Die Wahl des goEast Medienpartners 3sat, der seit Beginn des Festivals in jedem Jahr den Ankauf für einen Spielfilm des Wettbewerbs anbietet, fiel 2023 auf "January" ("Janvāris", Lettland, Litauen, Polen, 2022) mit der Begründung: "Die Stärke von Viesturs Kairišs' Film liegt in seiner unaufdringlichen Vielschichtigkeit. Er weitet sich von der unsicheren Suche eines jungen Mannes nach seiner Bestimmung in seinen Beziehungen wie in seinen künstlerischen Ambitionen zu einer kraftvollen, ausdrucksstarken Beschreibung des lettischen Kampfes für die Unabhängigkeit 1991. Privates Verhalten (zwischen Opportunismus und Protest), moralische Integrität und politische Aktion werden in ihrer Verschränkung, aber auch in ihren Widersprüchen deutlich, und beleuchten damit in der Tradition von Krzysztof Kieślowski subtil ein Stück weit die Gegenwart, ohne allerdings einfache Antworten zu geben. Formal spielt der Film geschickt mit verschiedenen analogen Bildformaten und Archivmaterial und erinnert eindrucksvoll an die Bedeutung von lettischen Filmemachern wie Juris Podnieks und Andris Slapinš und ihren Anteil als Künstler im Kampf um Unabhängigkeit und Demokratie." Der Film soll zum goEast Festival 2024 bei 3sat seine TV-Premiere feiern.

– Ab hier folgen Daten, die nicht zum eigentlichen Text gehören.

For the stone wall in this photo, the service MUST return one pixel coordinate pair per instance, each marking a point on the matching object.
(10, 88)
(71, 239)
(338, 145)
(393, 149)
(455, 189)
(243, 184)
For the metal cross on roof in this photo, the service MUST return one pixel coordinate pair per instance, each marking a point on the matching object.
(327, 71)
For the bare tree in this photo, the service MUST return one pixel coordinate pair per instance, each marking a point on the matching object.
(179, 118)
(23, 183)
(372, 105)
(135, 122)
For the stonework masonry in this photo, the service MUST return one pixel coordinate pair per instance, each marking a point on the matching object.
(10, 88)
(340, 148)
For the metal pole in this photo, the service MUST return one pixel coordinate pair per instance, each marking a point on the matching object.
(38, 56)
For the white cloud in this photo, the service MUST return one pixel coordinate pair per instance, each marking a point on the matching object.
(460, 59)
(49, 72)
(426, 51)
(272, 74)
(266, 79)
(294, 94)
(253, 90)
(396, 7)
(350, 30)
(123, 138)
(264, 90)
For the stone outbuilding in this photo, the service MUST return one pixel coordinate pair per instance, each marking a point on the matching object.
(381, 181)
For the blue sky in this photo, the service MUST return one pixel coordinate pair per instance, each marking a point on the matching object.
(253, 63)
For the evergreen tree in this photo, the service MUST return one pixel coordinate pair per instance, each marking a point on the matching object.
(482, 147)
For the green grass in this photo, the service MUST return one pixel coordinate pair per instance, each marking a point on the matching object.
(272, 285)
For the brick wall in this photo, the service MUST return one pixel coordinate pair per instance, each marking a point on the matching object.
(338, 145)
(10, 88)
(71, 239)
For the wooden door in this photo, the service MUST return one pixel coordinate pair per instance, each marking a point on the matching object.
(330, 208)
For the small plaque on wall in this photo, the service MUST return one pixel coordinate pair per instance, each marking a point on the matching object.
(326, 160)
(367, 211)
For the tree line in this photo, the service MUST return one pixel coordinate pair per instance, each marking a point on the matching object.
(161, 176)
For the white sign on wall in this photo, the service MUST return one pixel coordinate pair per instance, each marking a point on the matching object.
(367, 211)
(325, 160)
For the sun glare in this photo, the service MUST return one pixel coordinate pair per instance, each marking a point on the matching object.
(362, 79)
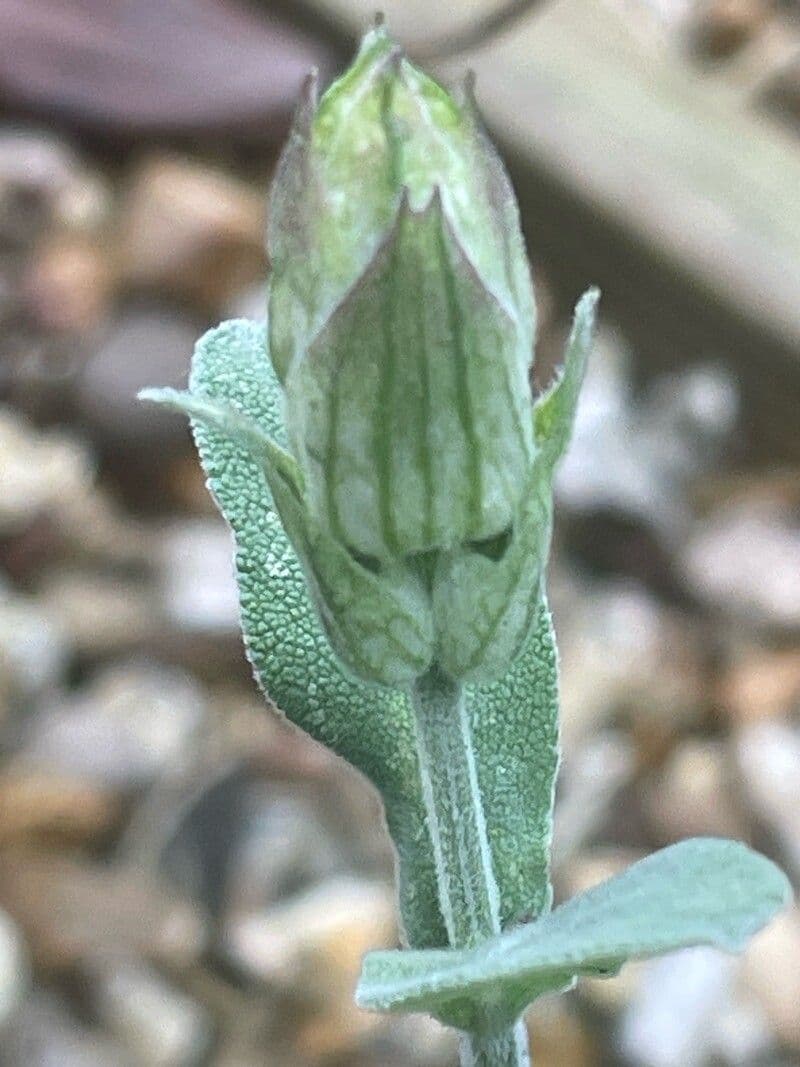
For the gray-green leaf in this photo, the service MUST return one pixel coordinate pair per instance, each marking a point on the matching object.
(293, 663)
(704, 891)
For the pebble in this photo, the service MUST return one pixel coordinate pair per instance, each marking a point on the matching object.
(68, 285)
(40, 807)
(41, 470)
(100, 612)
(159, 1023)
(745, 559)
(692, 796)
(36, 169)
(768, 761)
(721, 28)
(622, 651)
(44, 1034)
(192, 547)
(133, 722)
(74, 912)
(34, 650)
(193, 232)
(771, 972)
(14, 973)
(558, 1037)
(312, 946)
(669, 1023)
(761, 684)
(147, 344)
(635, 457)
(591, 779)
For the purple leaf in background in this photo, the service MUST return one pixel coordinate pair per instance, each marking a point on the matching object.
(155, 65)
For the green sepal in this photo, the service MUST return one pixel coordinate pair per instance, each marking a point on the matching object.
(485, 595)
(411, 413)
(704, 891)
(380, 625)
(369, 727)
(554, 412)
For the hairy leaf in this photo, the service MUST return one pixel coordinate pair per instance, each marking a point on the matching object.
(369, 727)
(704, 891)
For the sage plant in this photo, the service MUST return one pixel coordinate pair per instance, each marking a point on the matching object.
(387, 476)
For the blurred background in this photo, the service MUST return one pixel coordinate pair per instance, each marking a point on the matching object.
(184, 881)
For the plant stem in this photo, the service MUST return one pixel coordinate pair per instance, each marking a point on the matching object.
(506, 1049)
(468, 894)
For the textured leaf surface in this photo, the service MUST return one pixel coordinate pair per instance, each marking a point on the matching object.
(371, 728)
(704, 891)
(514, 721)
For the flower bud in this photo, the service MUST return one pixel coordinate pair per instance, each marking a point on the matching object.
(401, 328)
(400, 315)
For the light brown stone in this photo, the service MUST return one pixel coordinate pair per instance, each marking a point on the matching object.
(194, 231)
(37, 806)
(761, 684)
(73, 911)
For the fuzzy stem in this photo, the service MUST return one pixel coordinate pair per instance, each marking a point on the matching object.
(507, 1049)
(467, 889)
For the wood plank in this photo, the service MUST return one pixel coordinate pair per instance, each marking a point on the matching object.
(636, 133)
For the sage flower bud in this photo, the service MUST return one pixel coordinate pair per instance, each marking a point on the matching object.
(400, 313)
(401, 328)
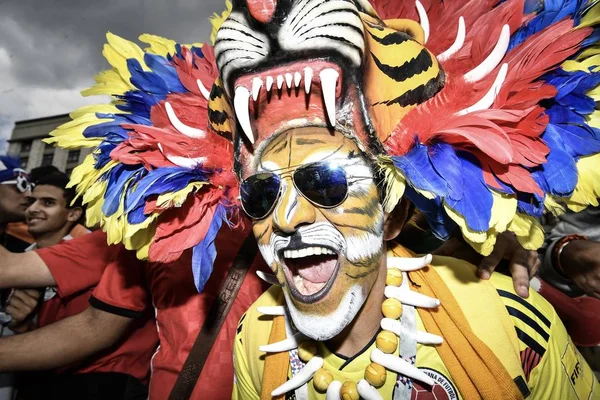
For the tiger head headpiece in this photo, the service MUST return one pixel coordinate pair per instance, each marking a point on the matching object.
(482, 114)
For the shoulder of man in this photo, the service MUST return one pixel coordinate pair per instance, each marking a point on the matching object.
(552, 366)
(254, 329)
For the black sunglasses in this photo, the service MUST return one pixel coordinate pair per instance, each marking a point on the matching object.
(322, 183)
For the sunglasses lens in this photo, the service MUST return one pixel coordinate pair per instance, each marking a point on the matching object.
(323, 184)
(259, 193)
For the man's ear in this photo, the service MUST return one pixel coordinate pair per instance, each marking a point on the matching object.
(394, 221)
(74, 214)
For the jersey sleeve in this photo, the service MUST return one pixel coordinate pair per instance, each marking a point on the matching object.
(562, 372)
(77, 264)
(242, 381)
(122, 290)
(552, 365)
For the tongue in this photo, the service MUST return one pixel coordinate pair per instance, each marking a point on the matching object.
(315, 269)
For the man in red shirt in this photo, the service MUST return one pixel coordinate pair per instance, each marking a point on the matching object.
(127, 288)
(122, 368)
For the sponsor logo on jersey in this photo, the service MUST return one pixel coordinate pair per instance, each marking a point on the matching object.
(443, 389)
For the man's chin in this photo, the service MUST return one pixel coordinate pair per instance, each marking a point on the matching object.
(315, 324)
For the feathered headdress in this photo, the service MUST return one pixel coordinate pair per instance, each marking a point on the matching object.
(513, 132)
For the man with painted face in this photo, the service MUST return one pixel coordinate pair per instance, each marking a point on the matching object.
(350, 115)
(319, 118)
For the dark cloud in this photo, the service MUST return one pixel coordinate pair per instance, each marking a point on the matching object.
(56, 45)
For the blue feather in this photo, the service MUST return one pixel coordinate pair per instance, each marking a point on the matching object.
(530, 204)
(117, 183)
(447, 165)
(419, 171)
(145, 80)
(552, 12)
(138, 103)
(559, 173)
(166, 71)
(577, 141)
(476, 207)
(160, 181)
(441, 225)
(205, 252)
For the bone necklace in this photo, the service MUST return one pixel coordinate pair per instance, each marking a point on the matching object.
(383, 357)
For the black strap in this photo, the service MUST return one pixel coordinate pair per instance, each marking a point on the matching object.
(186, 381)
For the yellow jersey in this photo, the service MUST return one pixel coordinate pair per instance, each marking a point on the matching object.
(548, 365)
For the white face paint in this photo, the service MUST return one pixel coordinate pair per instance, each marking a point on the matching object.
(326, 259)
(325, 327)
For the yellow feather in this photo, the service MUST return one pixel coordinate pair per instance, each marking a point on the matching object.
(109, 83)
(485, 248)
(528, 230)
(217, 20)
(590, 51)
(395, 184)
(503, 211)
(176, 199)
(587, 190)
(591, 18)
(71, 133)
(553, 206)
(468, 233)
(118, 50)
(93, 109)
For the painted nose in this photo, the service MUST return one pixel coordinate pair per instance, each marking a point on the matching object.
(262, 10)
(292, 210)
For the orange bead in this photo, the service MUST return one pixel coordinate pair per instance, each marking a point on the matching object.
(394, 277)
(307, 350)
(349, 391)
(375, 374)
(391, 308)
(387, 342)
(322, 379)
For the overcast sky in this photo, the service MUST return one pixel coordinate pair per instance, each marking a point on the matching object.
(51, 49)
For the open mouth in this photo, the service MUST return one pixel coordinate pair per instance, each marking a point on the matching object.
(310, 272)
(310, 90)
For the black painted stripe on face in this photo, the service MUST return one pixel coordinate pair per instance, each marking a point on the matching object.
(392, 38)
(340, 24)
(302, 141)
(298, 28)
(216, 92)
(223, 52)
(338, 39)
(366, 209)
(226, 28)
(217, 117)
(419, 94)
(263, 233)
(417, 65)
(237, 41)
(235, 59)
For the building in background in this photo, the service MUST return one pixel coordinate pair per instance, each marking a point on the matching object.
(26, 143)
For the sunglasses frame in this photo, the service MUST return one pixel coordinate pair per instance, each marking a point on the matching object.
(292, 175)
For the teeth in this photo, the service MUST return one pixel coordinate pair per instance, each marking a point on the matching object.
(297, 79)
(308, 74)
(329, 78)
(240, 102)
(309, 251)
(256, 85)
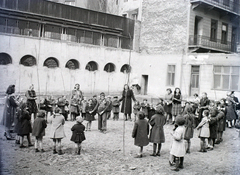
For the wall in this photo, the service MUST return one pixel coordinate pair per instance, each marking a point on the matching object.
(164, 26)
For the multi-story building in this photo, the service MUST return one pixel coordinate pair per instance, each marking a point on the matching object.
(195, 43)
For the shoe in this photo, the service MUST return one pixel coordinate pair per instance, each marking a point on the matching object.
(8, 137)
(30, 145)
(60, 152)
(22, 146)
(171, 163)
(153, 154)
(138, 156)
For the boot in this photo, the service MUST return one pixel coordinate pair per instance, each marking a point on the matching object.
(181, 162)
(176, 165)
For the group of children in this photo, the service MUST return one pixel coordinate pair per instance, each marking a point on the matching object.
(211, 126)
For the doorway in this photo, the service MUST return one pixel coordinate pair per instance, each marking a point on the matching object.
(144, 84)
(194, 83)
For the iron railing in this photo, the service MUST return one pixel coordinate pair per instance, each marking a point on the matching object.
(232, 6)
(207, 42)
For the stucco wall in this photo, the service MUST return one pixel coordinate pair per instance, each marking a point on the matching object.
(164, 26)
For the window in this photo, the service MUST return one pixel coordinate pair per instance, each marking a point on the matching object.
(226, 2)
(213, 34)
(171, 75)
(224, 33)
(226, 77)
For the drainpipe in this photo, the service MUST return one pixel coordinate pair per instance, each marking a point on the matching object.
(185, 50)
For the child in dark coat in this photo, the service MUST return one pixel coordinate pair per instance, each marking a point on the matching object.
(157, 136)
(151, 111)
(115, 108)
(39, 126)
(89, 114)
(25, 126)
(140, 133)
(78, 134)
(136, 109)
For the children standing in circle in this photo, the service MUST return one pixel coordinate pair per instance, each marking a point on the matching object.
(78, 134)
(39, 126)
(57, 130)
(157, 136)
(140, 133)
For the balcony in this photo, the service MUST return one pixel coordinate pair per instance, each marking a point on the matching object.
(205, 43)
(227, 6)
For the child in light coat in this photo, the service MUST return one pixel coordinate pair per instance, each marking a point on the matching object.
(140, 133)
(178, 145)
(39, 126)
(204, 132)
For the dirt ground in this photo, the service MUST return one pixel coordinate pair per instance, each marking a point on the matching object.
(103, 154)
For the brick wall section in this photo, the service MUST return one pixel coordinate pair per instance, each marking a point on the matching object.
(164, 26)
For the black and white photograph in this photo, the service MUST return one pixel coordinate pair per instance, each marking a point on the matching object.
(138, 87)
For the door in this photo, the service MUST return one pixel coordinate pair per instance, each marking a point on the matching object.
(144, 84)
(194, 84)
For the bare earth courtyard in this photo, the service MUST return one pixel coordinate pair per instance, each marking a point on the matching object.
(103, 154)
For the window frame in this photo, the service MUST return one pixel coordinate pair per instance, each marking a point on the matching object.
(169, 82)
(222, 74)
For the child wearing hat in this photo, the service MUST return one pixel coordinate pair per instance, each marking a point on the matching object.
(115, 108)
(78, 134)
(140, 132)
(204, 132)
(157, 136)
(178, 145)
(89, 114)
(39, 126)
(57, 130)
(102, 115)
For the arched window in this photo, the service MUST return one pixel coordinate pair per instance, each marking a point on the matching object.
(109, 67)
(5, 59)
(126, 68)
(51, 62)
(72, 64)
(28, 60)
(91, 66)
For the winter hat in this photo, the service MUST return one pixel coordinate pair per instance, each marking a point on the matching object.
(180, 121)
(41, 114)
(79, 119)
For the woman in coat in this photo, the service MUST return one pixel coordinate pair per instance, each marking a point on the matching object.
(140, 133)
(127, 96)
(231, 115)
(57, 130)
(189, 124)
(9, 111)
(168, 104)
(25, 125)
(157, 136)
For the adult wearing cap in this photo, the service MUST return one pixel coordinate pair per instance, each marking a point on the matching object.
(31, 101)
(231, 115)
(127, 97)
(9, 111)
(102, 114)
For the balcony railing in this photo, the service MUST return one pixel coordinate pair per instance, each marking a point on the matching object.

Die 23. Ausgabe von goEast – Festival des mittel- und osteuropäischen Films fand vom 26. April bis 02. Mai in Wiesbaden statt. Zu den Höhepunkten gehörten neben einem abwechslungsreichen Wettbewerb und intensiven Begegnungen im Kino die Besuche international gefeierter Filmemacher*innen wie Radu Jude, und das Porträt Jasmila Žbanićs inklusive ihrer Anwesenheit beim Festival. Das Symposium, das unter dem Titel "Decolonizing the (Post)- Soviet Screen" lief, erfreute sich einer sehr regen Teilnahme von Gästen aus dem In- und Ausland. Mit dem Cinema Archipelago, einem Rahmenprogramm, das über die klassische Kinoerfahrung hinausgeht, betrat das Festival, gefördert vom Kulturfonds Frankfurt RheinMain, zum zweiten Mal einen außerfilmischen Boden und ermöglichte u.a. eine erfolgreiche Ausstellung namens "ILLUSTRATORS_NATIVE" und Diskussionsrunden, die indigenen Aktivismus in ehemaligen Sowjetrepubliken thematisierten.